« Quand tes vannes sont plus vieilles que tes enfants, c’est qu’il faut changer »
De passage à l’Arena de Poitiers le 25 mars dernier, Redouane Bougheraba a une nouvelle fois fait parler sa verve, sa répartie et son sens de la punchline face à un public venu pour se faire vanner. Sympa, l’humoriste en a également profité pour nous parler de sa relation à la scène.
Quiconque t’a déjà vu sur scène sait à quel point tes spectacles reposent davantage sur l’improvisation que sur l’écriture. C’est une façon de te mettre en danger chaque soir ?
L’écriture, ce n’est tout simplement pas ma façon de travailler. Mes blagues naissent sur scène et vont s’améliorer à chaque répétition, en me focalisant sur leur rythme, sur ma respiration, sur le timing. C’est un travail dont on n’a pas nécessairement conscience, mais cela prend beaucoup de temps de développer une blague, de la rendre efficace. Entre l’idée de départ, celle que le public découvre lors des premières représentations et celle que l’on garde, il y a beaucoup de changements, de modifications.
Cela demande une certaine forme d’assurance, non ?
Petit, j’étais plutôt introverti… Je m’exprimais surtout via les caricatures. C’est d’ailleurs le dessin qui m’a fait comprendre que je pouvais être drôle. Puis, j’ai pris des cours de théâtre, ce qui m’a permis d’aller plus loin dans l’humour. Quant à mes spectacles, il faut savoir qu’il n’y a que mes interactions avec le public qui sont improvisées, soit entre 15 et 30 minutes. Si je sens que le feeling ne passe pas, ou que je n’ai pas d’inspiration, j’arrête et je reprends le fil du spectacle. D’où l’importance d’avoir un fil conducteur, ne serait-ce que parce que l’on ne peut pas être bon en impro chaque soir. Parfois, ça va moins bien dans notre vie, on le ressent, mais la trame nous permet de rester pro et d’offrir au public ce qu’il est venu chercher : du rire.
« Il y a forcément de la péremption dans l’humour, surtout lorsqu’on rebondit avec l’actualité, que l’on fait face à des invités sur un plateau »
Dans ton entourage, il y a notamment Roman Frayssinet, Djimbo et Ahmed Sparrow. C’est important d’avancer en bande ?
C’est clair que j’ai la chance de faire partie d’une famille artistique assez forte. D’autant que Roman m’a ouvert les portes à une époque où j’étais capable de jouer dans le métro. C’est une chance, mais il ne faut pas croire que cela suffit à exister dans ce milieu. Il n’y a que le talent et le travail qui comptent.

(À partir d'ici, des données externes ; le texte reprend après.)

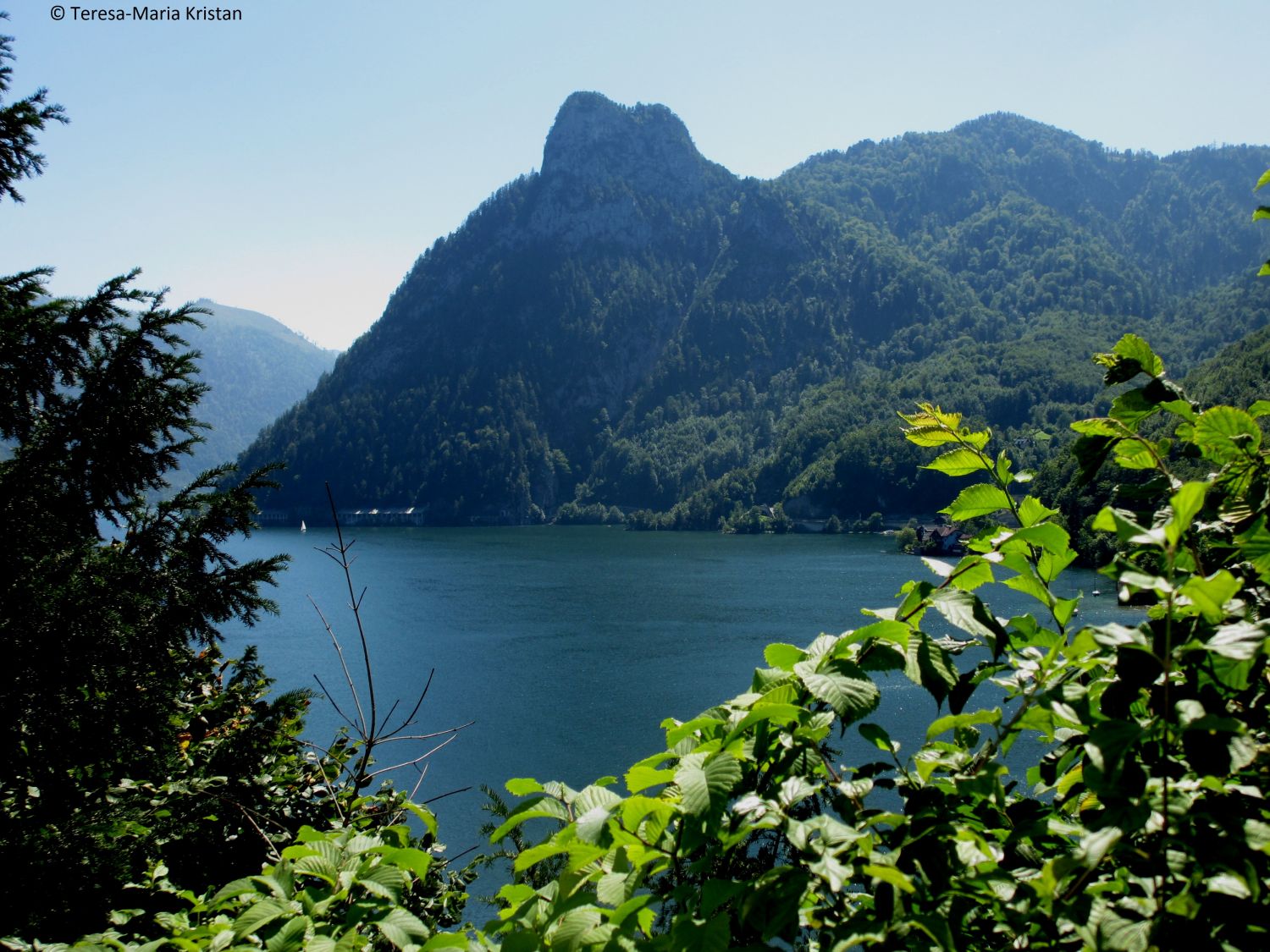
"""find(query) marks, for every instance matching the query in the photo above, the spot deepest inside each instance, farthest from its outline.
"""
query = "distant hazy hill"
(256, 368)
(637, 327)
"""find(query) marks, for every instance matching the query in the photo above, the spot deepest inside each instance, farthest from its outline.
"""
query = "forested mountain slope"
(637, 327)
(254, 368)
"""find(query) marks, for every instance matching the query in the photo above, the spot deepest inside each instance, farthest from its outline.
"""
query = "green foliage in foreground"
(1146, 825)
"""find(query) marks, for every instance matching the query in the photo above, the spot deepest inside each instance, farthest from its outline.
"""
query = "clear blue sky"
(297, 162)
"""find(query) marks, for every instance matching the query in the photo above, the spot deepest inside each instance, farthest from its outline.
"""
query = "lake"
(569, 645)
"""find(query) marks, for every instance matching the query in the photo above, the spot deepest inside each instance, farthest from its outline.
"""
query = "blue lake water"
(568, 645)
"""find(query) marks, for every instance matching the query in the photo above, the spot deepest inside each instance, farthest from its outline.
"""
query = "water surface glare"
(569, 645)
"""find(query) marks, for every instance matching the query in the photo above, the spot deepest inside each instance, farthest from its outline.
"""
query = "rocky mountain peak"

N’est-ce pas trop frustrant, parfois, de savoir qu’une blague, aussi excellente soit-elle, ne pourra exister qu’une fois ?
Non, c’est le jeu. Il y a forcément de la péremption dans l’humour, surtout lorsqu’on rebondit avec l’actualité, que l’on fait face à des invités sur un plateau, etc. Et puis, le but, c’est de se renouveler en permanence. Ce spectacle, par exemple, je l’arrête en 2024, mais je reviens dès 2025 avec un nouveau. L’idée, ce n’est pas de rester bloqué dans un spectacle. Quand tes vannes sont plus vieilles que tes enfants, c’est qu’il faut changer.
La vérité, c’est que tu as finalement percé assez tard. Vois-tu cela comme une chance ?
Disons que ça me permet aujourd’hui de mieux gérer les affres de la célébrité. J’ai mangé mon pain noir pendant 20 ans, j’ai joué dans des chichas, des restaurants, des mariages, je sais ce que c’est que de trimer. À l’inverse, j’ai vu des collègues grimper hyper rapidement et ne pas réussir à le gérer. L’important, en fin de compte, c’est d’être bien entouré.